Indoor 3D Scene Understanding Using Depth Sensors
One of the main goals in computer vision is to achieve a human-like understanding of images. This understanding has been recently represented in various forms, including image classification, object detection, semantic segmentation, among many others. Nevertheless, image understanding has been mainly studied in the 2D image frame, so more information is needed to relate them to the 3D world. With the emergence of 3D sensors (e.g. the Microsoft Kinect), which provide depth along with color information, the task of propagating 2D knowledge into 3D becomes more attainable and enables interaction between a machine (e.g. robot) and its environment. This dissertation focuses on three aspects of indoor 3D scene understanding: (1) 2D-driven 3D object detection for single frame scenes with inherent 2D information, (2) 3D object instance segmentation for 3D reconstructed scenes, and (3) using room and floor orientation for automatic labeling of indoor scenes that could be used for self-supervised object segmentation. These methods allow capturing of physical extents of 3D objects, such as their sizes and actual locations within a scene.
Overview
Abstract
One of the main goals in computer vision is to achieve a human-like understanding of images. This understanding has been recently represented in various forms, including image classification, object detection, semantic segmentation, among many others. Image understanding has been mainly studied in the 2D image frame and is motivated by impressive performance in numerous challenges and backed up by challenging and large-scale datasets. Nevertheless, 2D image understanding results are constrained to the image frame, so more information is needed to relate them to the 3D world. With the emergence of 3D sensors (e.g. the Microsoft Kinect), which provide depth along with color information, the task of propagating 2D knowledge into 3D becomes more attainable. The importance of 3D scene understanding lies in extending the knowledge from the image frame to the real world, which enables interaction between a machine (e.g. robot) and its environment.
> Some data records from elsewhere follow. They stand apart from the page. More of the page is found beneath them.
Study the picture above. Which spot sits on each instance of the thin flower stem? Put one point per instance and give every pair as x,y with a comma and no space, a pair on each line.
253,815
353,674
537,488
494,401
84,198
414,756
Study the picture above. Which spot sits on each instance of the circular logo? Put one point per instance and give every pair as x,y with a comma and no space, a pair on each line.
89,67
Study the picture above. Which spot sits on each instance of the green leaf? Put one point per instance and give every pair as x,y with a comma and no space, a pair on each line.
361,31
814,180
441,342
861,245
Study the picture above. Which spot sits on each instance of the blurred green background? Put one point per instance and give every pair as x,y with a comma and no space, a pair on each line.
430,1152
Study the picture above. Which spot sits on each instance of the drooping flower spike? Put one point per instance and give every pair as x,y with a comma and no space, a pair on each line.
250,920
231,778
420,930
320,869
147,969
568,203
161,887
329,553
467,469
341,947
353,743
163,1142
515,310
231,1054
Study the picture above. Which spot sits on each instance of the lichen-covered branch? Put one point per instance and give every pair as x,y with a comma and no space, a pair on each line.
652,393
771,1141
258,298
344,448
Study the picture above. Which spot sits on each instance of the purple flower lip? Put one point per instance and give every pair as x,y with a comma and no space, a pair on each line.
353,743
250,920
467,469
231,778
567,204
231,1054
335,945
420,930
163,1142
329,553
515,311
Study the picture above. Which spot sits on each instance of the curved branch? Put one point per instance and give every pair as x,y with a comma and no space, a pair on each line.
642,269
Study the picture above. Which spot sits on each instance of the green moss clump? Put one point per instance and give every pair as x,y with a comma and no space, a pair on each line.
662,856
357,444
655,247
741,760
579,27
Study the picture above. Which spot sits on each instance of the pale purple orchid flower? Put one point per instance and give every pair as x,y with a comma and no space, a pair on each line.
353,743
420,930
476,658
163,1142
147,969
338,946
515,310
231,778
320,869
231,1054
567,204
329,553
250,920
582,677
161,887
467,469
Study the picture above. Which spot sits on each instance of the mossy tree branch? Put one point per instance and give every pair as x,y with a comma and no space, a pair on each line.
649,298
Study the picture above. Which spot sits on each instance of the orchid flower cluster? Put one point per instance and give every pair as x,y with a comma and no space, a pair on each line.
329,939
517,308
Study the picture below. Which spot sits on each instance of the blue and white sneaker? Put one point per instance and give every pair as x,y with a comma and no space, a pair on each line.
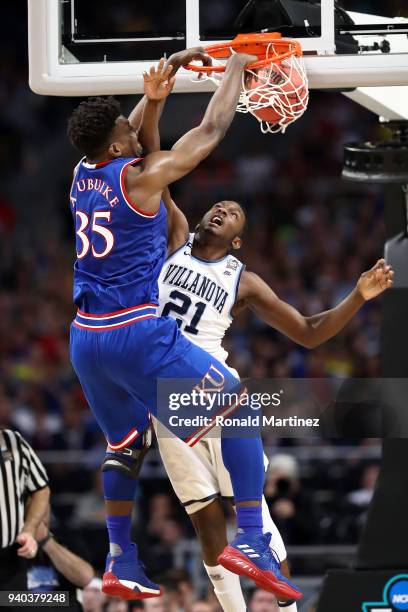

This dissertation focuses on three aspects of indoor 3D scene understanding: (1) 2D-driven 3D object detection for single frame scenes with inherent 2D information, (2) 3D object instance segmentation for 3D reconstructed scenes, and (3) using room and floor orientation for automatic labeling of indoor scenes that could be used for self-supervised object segmentation.
In the first part, we propose a technique that places 3D bounding boxes around objects in an RGB-D scene. Our approach makes best use of the 2D information to quickly reduce the search space in 3D, benefiting from state-of-the-art 2D object detection techniques. We then use the 3D information to orient, place, and score bounding boxes around objects. We independently estimate the orientation for every object, using previous techniques that utilize normal information. Object locations and sizes in 3D are learned using a multilayer perceptron (MLP).
In the second part, we propose a novel method for instance label segmentation of dense 3D voxel grids. We target volumetric scene representations, which have been acquired with depth sensors or multi-view stereo methods and which have been processed with semantic 3D reconstruction or scene completion methods. The main task is to learn shape information about individual object instances in order to accurately separate them, including connected and incompletely scanned objects. We solve the 3D instance-labeling problem with a multi-task learning strategy. The first goal is to learn an abstract feature embedding, which groups voxels with the same instance label close to each other while separating clusters with different instance labels from each other. The second goal is to learn instance information by densely estimating directional information of the instance's center of mass for each voxel. This is particularly useful to find instance boundaries in the clustering post-processing step, as well as, for scoring the segmentation quality for the first goal.
In the third part, we propose RGB-based semantic segmentation using self-supervised depth pretraining. Although well-known large-scale datasets, such as ImageNet, have driven image understanding forward, most of these datasets require extensive manual annotation and are thus not easily scalable. This limits the advancement of image understanding techniques. The impact of these large-scale datasets can be observed in almost every vision task and technique in the form of pre-training for initialization. In this work, we propose an easily scalable and self-supervised technique that can be used to pre-train any semantic RGB segmentation method. In particular, our pre-training approach makes use of automatically generated labels that can be obtained using depth sensors. These labels, denoted by HN-labels, represent different height and normal patches, which allow mining of local semantic information that is useful in the task of semantic RGB segmentation. We show how our proposed self-supervised pre-training with HN-labels can be used to replace ImageNet pre-training, while using 25x less images and without requiring any manual labeling.
Brief Biography
Jean Lahoud received his Bachelor of Engineering in Mechanical Engineering from Notre Dame University in Lebanon in 2012. In 2014, he obtained his Master of Engineering degree in the same field from American University of Beirut in Lebanon. Before joining KAUST, Jean was a product manager at Murex systems in Lebanon. He is currently a PhD candidate in Electrical Engineering at the Image and Video Understanding Lab under the supervision of Prof. Bernard Ghanem.